Cos’è cambiato, perché non riusciamo più a garantire il diritto alla salute?
La maggior parte dei medici conosce la risposta, articolata ma semplice, e colloca la nascita del problema nel momento in cui la politica ha deciso di separare ciò che prima era unico ed efficiente affidando alle singole regioni il governo della sanità e creando, di fatto, 20 servizi sanitari diversi, ricchi, poveri, virtuosi, malfunzionanti.
La recente pandemia ha evidenziato tra le carenze e criticità della sanità anche la necessità di una nuova organizzazione che parta dai territori, creando innanzitutto una rete efficace che possa provvedere all’assistenza primaria, liberando così i Pronto Soccorso. E le Case di Comunità (CdC) sono la risposta che il Ministero ha immaginato già lo scorso anno, ma che non sono ancora attive, strutture sociosanitarie polivalenti formate da équipe di medici di medicina generale, pediatri, medici specialisti, infermieri ed altri professionisti della salute (tecnici di laboratorio, ostetriche, psicologi ecc.) che lavorano in raccordo con le farmacie territoriali per diventare il punto di riferimento della popolazione. Ottima soluzione ma ancora ferma perché sembra incontrare resistenza in alcune fasce di medici di medicina generale e nelle decisioni che le Regioni dovrebbero prendere, ognuna con i suoi tempi vista l’autonomia!
Con le CdC potremmo finalmente tornare ad avere una sanità eccellente in linea con l’indiscutibile valore dei nostri medici.
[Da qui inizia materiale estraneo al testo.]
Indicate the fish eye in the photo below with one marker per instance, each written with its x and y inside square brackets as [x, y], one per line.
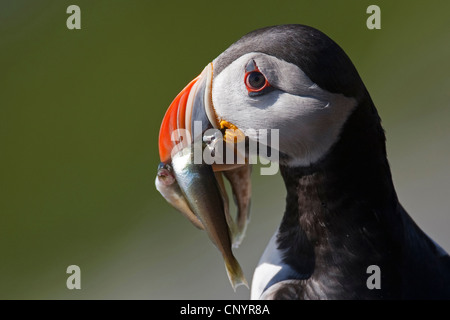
[255, 81]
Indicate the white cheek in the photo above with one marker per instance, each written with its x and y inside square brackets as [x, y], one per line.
[308, 124]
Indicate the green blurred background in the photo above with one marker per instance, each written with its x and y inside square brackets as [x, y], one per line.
[79, 117]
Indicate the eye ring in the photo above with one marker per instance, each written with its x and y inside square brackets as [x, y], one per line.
[255, 81]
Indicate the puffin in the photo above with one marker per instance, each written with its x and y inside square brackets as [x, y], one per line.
[343, 233]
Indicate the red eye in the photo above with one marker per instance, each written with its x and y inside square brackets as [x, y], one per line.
[255, 81]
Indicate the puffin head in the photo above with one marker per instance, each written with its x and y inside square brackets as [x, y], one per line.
[292, 78]
[289, 78]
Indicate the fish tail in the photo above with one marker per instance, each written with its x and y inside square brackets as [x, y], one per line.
[235, 273]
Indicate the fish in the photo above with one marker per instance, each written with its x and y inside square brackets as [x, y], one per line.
[200, 188]
[167, 185]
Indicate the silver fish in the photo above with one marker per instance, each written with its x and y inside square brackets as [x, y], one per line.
[167, 185]
[201, 190]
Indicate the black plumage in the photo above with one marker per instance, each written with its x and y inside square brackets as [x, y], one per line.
[342, 212]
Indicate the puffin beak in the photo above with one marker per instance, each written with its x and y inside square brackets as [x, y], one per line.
[194, 187]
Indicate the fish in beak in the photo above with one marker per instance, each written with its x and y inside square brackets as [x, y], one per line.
[196, 188]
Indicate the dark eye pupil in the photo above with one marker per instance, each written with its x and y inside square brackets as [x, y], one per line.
[256, 80]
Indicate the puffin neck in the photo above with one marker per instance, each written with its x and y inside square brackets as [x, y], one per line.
[330, 202]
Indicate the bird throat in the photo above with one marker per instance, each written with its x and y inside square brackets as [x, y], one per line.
[337, 209]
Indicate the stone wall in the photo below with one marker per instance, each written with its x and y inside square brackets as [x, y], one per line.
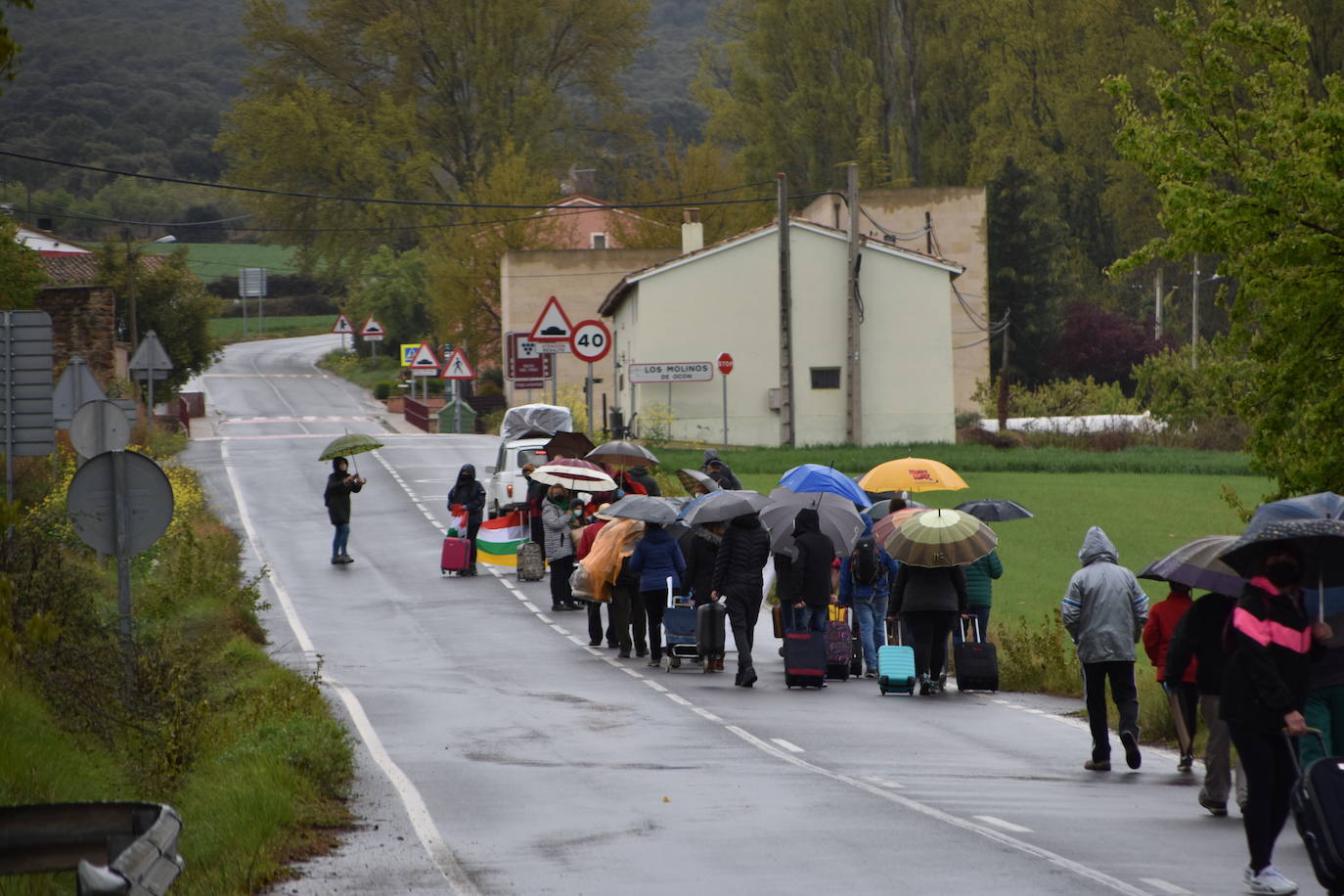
[83, 323]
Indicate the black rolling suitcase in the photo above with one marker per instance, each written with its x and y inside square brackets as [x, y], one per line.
[976, 661]
[710, 629]
[1318, 801]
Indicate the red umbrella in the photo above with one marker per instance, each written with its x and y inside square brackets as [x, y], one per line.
[574, 474]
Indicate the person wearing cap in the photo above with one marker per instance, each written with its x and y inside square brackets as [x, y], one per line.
[588, 535]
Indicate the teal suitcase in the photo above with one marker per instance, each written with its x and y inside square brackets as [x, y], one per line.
[897, 666]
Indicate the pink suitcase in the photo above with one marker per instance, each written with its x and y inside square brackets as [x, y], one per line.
[456, 555]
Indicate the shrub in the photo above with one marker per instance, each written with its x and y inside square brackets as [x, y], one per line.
[1058, 398]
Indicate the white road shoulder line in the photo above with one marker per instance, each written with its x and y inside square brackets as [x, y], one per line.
[948, 819]
[417, 812]
[1006, 825]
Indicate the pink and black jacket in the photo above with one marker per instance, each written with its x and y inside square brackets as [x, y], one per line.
[1269, 666]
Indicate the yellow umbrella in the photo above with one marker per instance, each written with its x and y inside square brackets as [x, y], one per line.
[912, 474]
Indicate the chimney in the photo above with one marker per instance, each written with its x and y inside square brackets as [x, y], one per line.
[693, 231]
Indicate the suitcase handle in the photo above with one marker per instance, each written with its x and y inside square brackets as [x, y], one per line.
[1311, 733]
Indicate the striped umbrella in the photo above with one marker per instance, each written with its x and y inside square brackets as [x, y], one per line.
[883, 528]
[941, 539]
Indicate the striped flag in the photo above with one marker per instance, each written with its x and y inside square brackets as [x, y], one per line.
[498, 539]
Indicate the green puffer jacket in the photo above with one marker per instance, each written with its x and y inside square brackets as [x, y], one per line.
[978, 574]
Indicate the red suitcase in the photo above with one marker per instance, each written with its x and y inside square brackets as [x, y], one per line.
[456, 555]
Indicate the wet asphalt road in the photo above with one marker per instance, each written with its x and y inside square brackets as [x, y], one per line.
[499, 754]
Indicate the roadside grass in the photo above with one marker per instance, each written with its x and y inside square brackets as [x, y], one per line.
[210, 261]
[230, 330]
[967, 457]
[244, 748]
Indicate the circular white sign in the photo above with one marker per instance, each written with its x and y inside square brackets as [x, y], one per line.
[592, 340]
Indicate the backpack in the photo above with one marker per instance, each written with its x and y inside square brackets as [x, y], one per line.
[863, 561]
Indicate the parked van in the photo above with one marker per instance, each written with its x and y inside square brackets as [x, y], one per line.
[524, 432]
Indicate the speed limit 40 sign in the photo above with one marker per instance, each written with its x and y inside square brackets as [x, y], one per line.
[590, 341]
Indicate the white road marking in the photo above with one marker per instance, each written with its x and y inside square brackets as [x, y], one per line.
[417, 812]
[948, 819]
[1006, 825]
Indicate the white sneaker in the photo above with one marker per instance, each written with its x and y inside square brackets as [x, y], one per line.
[1268, 882]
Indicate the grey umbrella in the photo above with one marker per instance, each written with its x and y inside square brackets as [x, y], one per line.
[840, 521]
[1196, 565]
[718, 507]
[643, 507]
[995, 510]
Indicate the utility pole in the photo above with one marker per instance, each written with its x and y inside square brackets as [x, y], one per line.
[1157, 305]
[854, 374]
[1193, 316]
[786, 428]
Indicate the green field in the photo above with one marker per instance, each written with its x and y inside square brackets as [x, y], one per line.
[230, 330]
[1146, 516]
[210, 261]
E’ di solo due giorni fa la notizia dell’arrivo di circa 300 medici cinesi in Campania, presso l’ospedale Cardarelli di Napoli nell’ambito di un progetto di scambi di saperi con la Cina. 3 anni per un progetto di osservazione, studio e formazione clinica e di modelli organizzativi con l’obiettivo di ottenere la migliore cura dei pazienti.  Di oggi, invece, il riconoscimento dei nostri primati nel campo della chirurgia robotica oncologica, che vede il Pascale ed il Monaldi, come il Moscati di Avellino e l’Ospedale del Mare, leader degli interventi con tecnologie di precisione. Medici straordinari che il mondo ci invidia, ancora più bravi se si considerano le difficoltà oggettive in ci spesso operano.
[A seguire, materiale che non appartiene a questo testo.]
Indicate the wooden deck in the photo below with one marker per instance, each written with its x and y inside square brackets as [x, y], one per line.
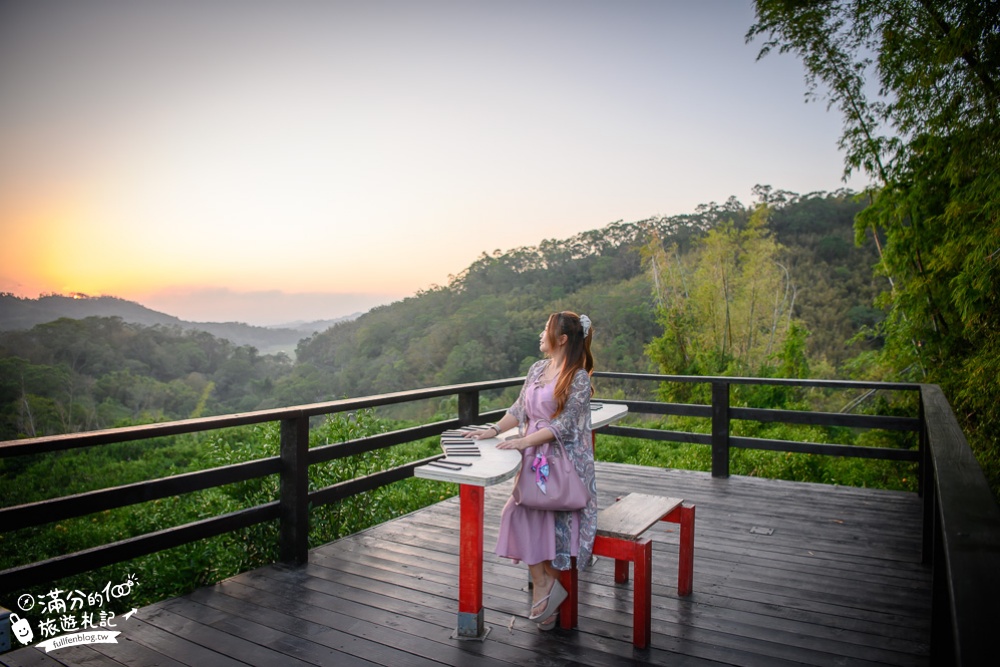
[837, 582]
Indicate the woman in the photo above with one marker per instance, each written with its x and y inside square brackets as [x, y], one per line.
[554, 406]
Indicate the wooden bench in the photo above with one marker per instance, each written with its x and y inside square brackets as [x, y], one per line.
[619, 532]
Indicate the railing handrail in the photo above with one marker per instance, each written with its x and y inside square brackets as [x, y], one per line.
[182, 426]
[961, 540]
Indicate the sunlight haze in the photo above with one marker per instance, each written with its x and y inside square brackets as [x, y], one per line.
[209, 158]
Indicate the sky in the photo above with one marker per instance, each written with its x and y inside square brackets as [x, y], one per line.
[268, 162]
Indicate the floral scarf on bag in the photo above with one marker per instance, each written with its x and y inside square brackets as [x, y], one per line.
[572, 431]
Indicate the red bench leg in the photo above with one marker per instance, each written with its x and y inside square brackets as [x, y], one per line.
[642, 594]
[470, 562]
[621, 571]
[684, 515]
[568, 609]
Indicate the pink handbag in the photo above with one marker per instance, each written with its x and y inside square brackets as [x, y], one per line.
[548, 481]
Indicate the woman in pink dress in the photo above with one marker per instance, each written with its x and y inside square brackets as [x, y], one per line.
[554, 406]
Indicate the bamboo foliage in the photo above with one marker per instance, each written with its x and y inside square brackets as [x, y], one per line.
[727, 305]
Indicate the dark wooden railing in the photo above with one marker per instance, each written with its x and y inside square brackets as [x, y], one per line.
[961, 518]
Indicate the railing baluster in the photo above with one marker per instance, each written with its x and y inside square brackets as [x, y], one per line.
[720, 428]
[468, 407]
[294, 492]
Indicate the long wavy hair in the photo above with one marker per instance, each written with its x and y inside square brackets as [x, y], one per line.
[577, 354]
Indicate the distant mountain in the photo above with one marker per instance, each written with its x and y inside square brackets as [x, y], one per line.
[18, 313]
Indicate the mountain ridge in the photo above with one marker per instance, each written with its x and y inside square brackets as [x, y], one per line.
[22, 313]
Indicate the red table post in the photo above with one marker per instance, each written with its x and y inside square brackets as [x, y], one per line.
[470, 562]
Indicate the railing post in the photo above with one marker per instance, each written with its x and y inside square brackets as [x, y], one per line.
[926, 490]
[720, 429]
[468, 407]
[294, 493]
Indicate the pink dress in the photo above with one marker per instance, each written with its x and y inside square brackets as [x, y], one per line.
[527, 534]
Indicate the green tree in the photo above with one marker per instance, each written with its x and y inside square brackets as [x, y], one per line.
[930, 140]
[726, 307]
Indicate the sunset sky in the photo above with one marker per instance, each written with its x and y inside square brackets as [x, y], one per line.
[275, 161]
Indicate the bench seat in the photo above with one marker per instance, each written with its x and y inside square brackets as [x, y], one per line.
[619, 536]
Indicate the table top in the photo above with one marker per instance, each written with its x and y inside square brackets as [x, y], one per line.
[480, 463]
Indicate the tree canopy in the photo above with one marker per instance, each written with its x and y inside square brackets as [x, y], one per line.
[929, 138]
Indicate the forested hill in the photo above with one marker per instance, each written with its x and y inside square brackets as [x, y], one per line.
[485, 323]
[96, 372]
[18, 313]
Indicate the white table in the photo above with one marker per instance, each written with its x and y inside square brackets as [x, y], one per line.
[492, 466]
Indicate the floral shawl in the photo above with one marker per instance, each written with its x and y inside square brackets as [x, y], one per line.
[572, 431]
La crisi può dunque trasformarsi in grande opportunità soprattutto se torneremo a lavorare insieme per il comune obiettivo di una Buona sanità , se la politica tutta si impegnerà a gestire le economie disponibili in maniera equa e intelligente per evitare pericolose migrazioni dal pubblico al privato che contribuiscono ulteriormente a svuotare le strutture sanitarie. Il punto di arrivo sarà un tornare alle radici, ridare alla sanità lo spirito democratico conferito dalla nostra Costituzione  che assicura ai cittadini tutti  il diritto alla Salute.